Hydrogen transport pilots in the Tees Valley area are to go ahead after the transport secretary Grant Shapps announced the winners of a £2.5m R&D competition.
The successful trials will lead to supermarkets, emergency services and delivery companies using hydrogen-powered transport to move goods and carry out local services.
One of the most wide-ranging projects sees Toyota delivering a number of hydrogen vehicles, including a forklift truck for warehouse operations, a passenger bus and 10 fuel cell passenger cars. These will be deployed across the town’s rapid response services, such as emergency response units for the Cleveland Police and NHS patient support.
HV Systems plans to demonstrate the use of hydrogen in delivery vans in the Tees Valley area. The vans will be operated in collaboration with a leading supermarket chain, running between 19 superstores and their main distribution centre.
The project aims to show how delivery vans fitted with fuel cells can have increased range, faster refuelling times than battery-electric versions and speed parity with conventional diesel vehicles.
In collaboration with Sainsbury’s, Element Energy will also be trialling a hydrogen-powered heavy goods vehicle (HGV) in the Tees Valley area. The vehicle will be operated from a local distribution centre and will be carrying out goods deliveries in the area.
Stagecoach and Ricardo will retrofit a double-decker diesel bus with a hybrid fuel cell system.
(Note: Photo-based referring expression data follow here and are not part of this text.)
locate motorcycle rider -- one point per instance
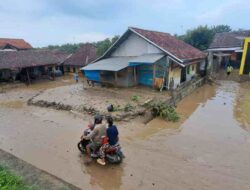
(96, 137)
(112, 135)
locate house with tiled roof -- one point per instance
(226, 49)
(85, 55)
(26, 65)
(8, 44)
(145, 57)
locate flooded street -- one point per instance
(209, 148)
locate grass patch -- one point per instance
(9, 181)
(135, 98)
(164, 111)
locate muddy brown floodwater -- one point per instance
(209, 148)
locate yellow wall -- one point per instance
(176, 74)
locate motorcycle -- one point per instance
(113, 155)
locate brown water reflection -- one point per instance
(242, 107)
(185, 108)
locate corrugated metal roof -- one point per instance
(109, 64)
(147, 58)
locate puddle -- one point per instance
(12, 104)
(210, 141)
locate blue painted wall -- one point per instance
(92, 75)
(145, 75)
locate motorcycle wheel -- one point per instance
(79, 146)
(114, 159)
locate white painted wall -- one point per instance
(176, 74)
(135, 46)
(192, 71)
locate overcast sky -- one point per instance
(44, 22)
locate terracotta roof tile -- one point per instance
(168, 43)
(85, 55)
(229, 39)
(27, 58)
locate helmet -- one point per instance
(97, 119)
(109, 120)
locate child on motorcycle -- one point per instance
(95, 136)
(112, 135)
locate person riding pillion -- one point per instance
(96, 137)
(113, 138)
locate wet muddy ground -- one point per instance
(80, 97)
(209, 148)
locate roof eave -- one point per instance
(131, 29)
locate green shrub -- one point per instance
(9, 181)
(128, 107)
(164, 111)
(135, 98)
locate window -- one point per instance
(188, 70)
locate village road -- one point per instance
(209, 148)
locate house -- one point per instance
(245, 61)
(7, 44)
(144, 57)
(26, 65)
(226, 48)
(85, 55)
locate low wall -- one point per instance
(187, 88)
The bus will be driven on local routes and learnings from this project will support fuel cell retrofit technologies in public transport across the UK.
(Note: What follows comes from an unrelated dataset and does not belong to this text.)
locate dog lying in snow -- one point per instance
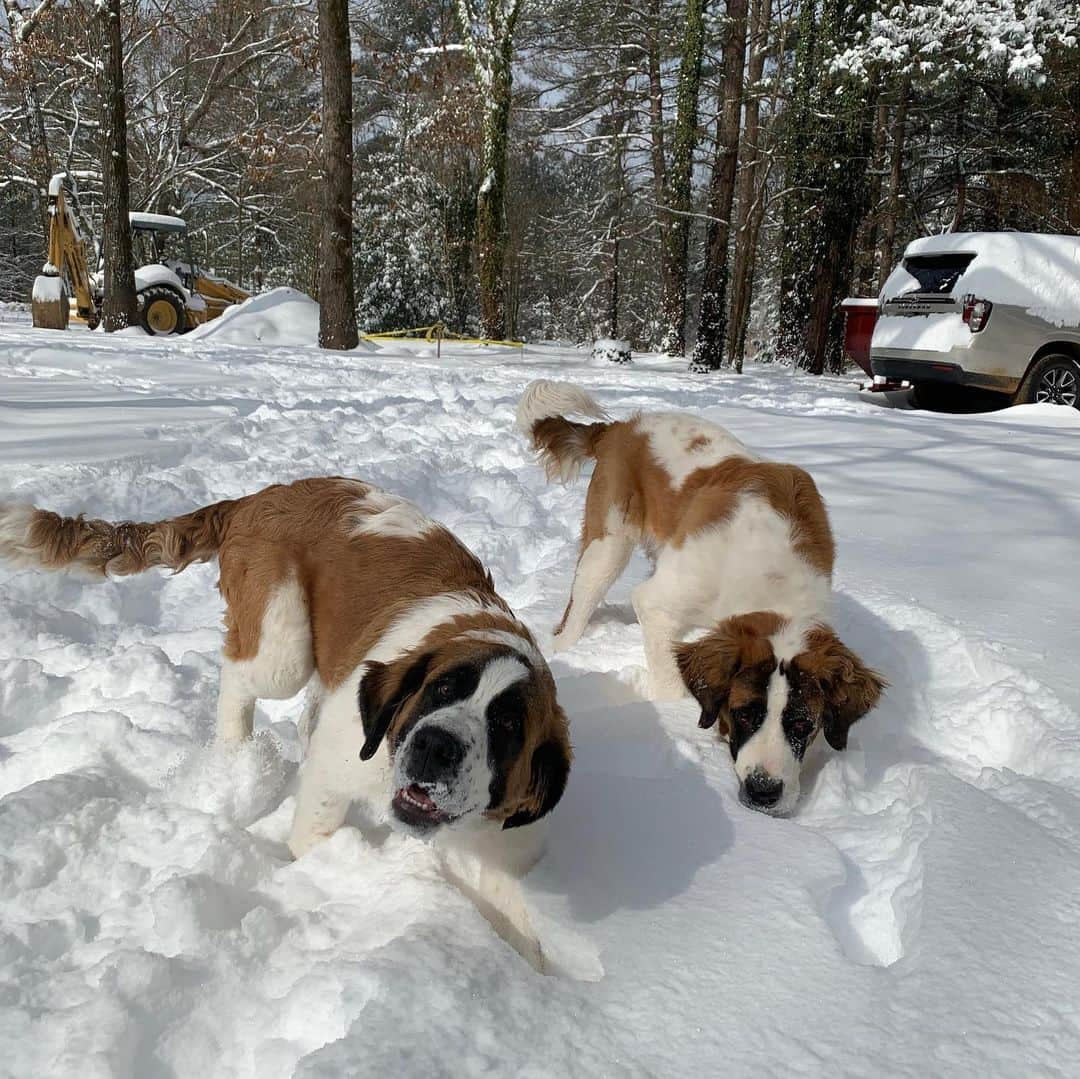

Shapps said: “With less than 100 days to go until COP26, I’m committed to supporting industry to develop innovative new technologies that will decarbonise transport, helping us to build back greener and level up the country.
“By harnessing the power of hydrogen technology, we can pave the way for its use across all transport modes, creating cleaner, greener more efficient transport systems across the UK.”
The funding follows the unveiling of an official masterplan for the UK’s first-ever hydrogen transport hub, which could be fully operational by 2025.
Tees Valley mayor Ben Houchen said: “Through trialling the use of hydrogen in transport across Teesside, Darlington and Hartlepool, we are spearheading the path to a greener future by developing the knowledge and expertise needed to roll hydrogen out as a fuel source across the country.
“In Teesside, we already produce 50% of the UK’s hydrogen, so there is no better place for this research to take place.
“This new investment shows how Teesside is leading the way in the drive for the UK to be net zero by 2050, creating good-quality, well-paid, clean energy jobs in the process.”